Alarms are sounding loudly while the room is lit up red with the pulses of the alert. Smoke is rising and the lieutenant is screaming what your orders are. “Captain, Captain?” You reply, “Full impulse! Hit them with everything we have!” As the smoke rises on the bridge, you look out upon the starship that could very well be the last thing you ever see. The ship flares up in a brilliant explosion as you roar past, and looking over your crew, you sit back down in the captain’s chair, with a sigh of relief. “Previous heading helmsman…” This is what it is like to be in the captain’s chair of your very own starship in FTL: Faster than Light, an amazing space top down strategy/rogue-like game.

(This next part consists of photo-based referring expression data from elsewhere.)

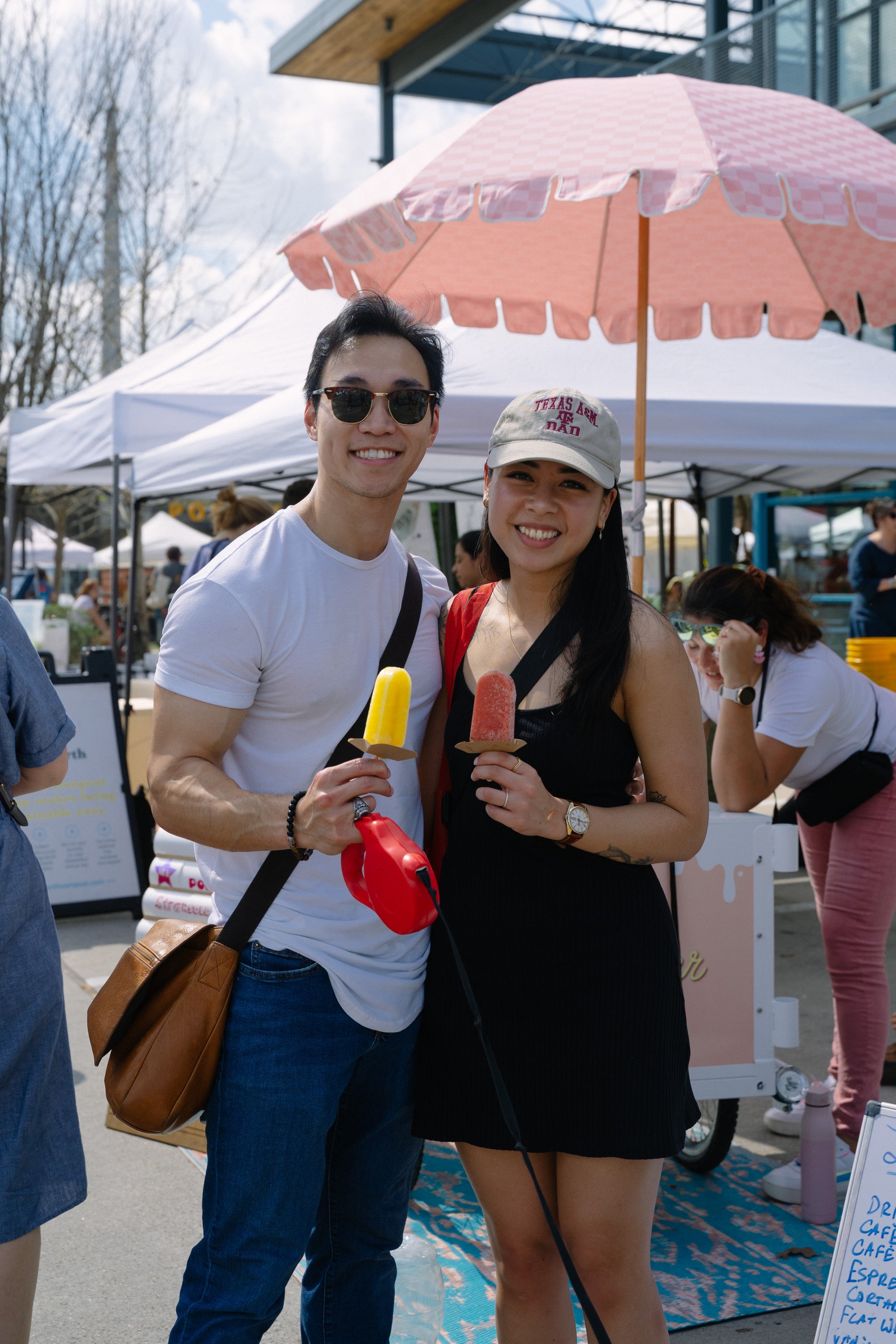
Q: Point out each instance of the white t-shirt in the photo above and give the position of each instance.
(817, 702)
(292, 631)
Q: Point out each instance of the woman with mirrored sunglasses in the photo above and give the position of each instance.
(789, 710)
(872, 576)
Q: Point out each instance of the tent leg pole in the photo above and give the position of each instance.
(113, 542)
(132, 605)
(9, 537)
(640, 410)
(661, 549)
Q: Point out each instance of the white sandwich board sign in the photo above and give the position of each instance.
(860, 1297)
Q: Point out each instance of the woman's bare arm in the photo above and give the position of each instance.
(663, 710)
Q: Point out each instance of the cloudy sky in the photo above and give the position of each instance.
(302, 146)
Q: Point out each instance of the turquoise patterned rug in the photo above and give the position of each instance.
(716, 1241)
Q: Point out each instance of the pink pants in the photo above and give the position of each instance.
(852, 866)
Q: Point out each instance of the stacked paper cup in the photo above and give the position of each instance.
(177, 889)
(876, 658)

You take on the role of a captain/commander of a Federation (not Star Trek) ship, bent on reaching your destination, where you must deliver vital information on the Rebel forces that are chasing you across the galaxy.
FTL is a incredibly simple game to learn to play. After a brief 5 minute tutorial, you will have the hang of captaining a ship on the run. That said, this game is very challenging, even with the simplicity of it. The game is simple, manage your ship's systems while you do battle with other ships and deal with onboard intruders. Use the scraps and weapons you receive from battles to upgrade the systems of your ship in order to be more effective. Failure to do so in a strategic way will always lead to the demise of your ship and crew. The best way to be effective at captaining an FTL ship is managing your resources well.
The game's combat system is simple. Keep your systems (medical bay, engine, weapons, sensors, shields, helm, oxygen, teleporter, stealth, and more) in the green...well grey, using your crew's repair skill. It is HIGHLY recommended to pause the game as you make decisions and tell crew what to do. You can also station crew members in each system to increase the abilities or effectiveness of them. For example, you can station crew members in the engine room to increase your evasion or in the weapons room to speed up how long it takes your weapons to charge. The choice is yours on how you will fight enemies. It's so simple to understand and implement, but each enemy requires a different approach. Will you take out their weapon systems first, or their shields? If you take out their shields first, they will still be able to attack you, but if you take down their weapons first, you will have time to deal with the rest. The combat decision is yours.
The story is pretty simple, and there is very little to it. Jump system to system, trying to outrun the Rebel fleet with important intel for the Federation. Each system is different, or controlled by a different faction, which is neat, because one system may have a lot of traders or opportunities to make easy scrap to upgrade, while others may be a battle at every turn. Each time you jump, you have a choice of two systems, with a short overview given for each in terms of whether they are: civilian, hostile, or a nebula. Nebulas blind your sensors, civilian systems have fewer battles, and hostile systems are almost full of battling. You can make your decision based upon the aforementioned systems that you have done the most work on. Each battle will reward you will certain amounts of fuel, missiles, scrap, and sometimes weapons or add-ons. Scrap is the currency of the galaxy, used for upgrading ship systems, repairing your hull, buying fuel and missiles, augmentations, as well as weapons and more crew to man the ship. You can jump planet to planet completing quests and fighting enemies to collect more, but keep in mind, the rebel fleet is approaching and you can't spend much time in each system for long! The way everything meshes together to create a full game is fantastic.
The art and graphics of the game are 2D, basic, and incredibly well done. Sure, everyone loves their “real” looking games like Assassin's Creed, Halo, and Call of Duty, but the simplicity of the art makes this game so much more fun. It's easy to tell what each system is, and the HUD is basic in how it shows your system. You can see your Hull Health, Shield Charge, how much power each system is using, as well as hull and shield charge for enemies. Each map of the system is a basic background with diamonds for different planets/locations. Each planet is either “unexplored” and blank, “explored” and blue, in distress (quest), a shop, or an exit to the next system. Not much thinking required right? The artwork is PERFECT for the game that FTL is, and combined with the excellent music and sounds behind the game, it is all around a visually and aurally pleasing game. Had it been done in a 3D universe and ship, the game would likely have been too difficult and confusing. Keeping it simple is why this game is so good and so very addictive.
Without a doubt, FTL was one of my favorite games of 2012. It is simple, engaging, intense, and addictive. If it was on my phone...I'd never stop playing. In a way, it’s a simplified version of the game “Space Trader” that was on the old Palm OS devices. With a perfectly formulated mix of combat, art, and strategy, the game will capture and hold your attention no matter how many times you die on the “Normal” game mode (which is SO hard, not joking). The customizability and choices given to you on how you want to manage your crew, battles, and resources makes the game different every time. Every time you press “Play” the game is different, with different systems, enemies, and weapon/augmentation drops at each click of the mouse. The game is so much fun, you may find yourself thinking you really are a starship captain because you play so much.
The game is so fun, you may find yourself thinking you really are a starship captain because you play so much.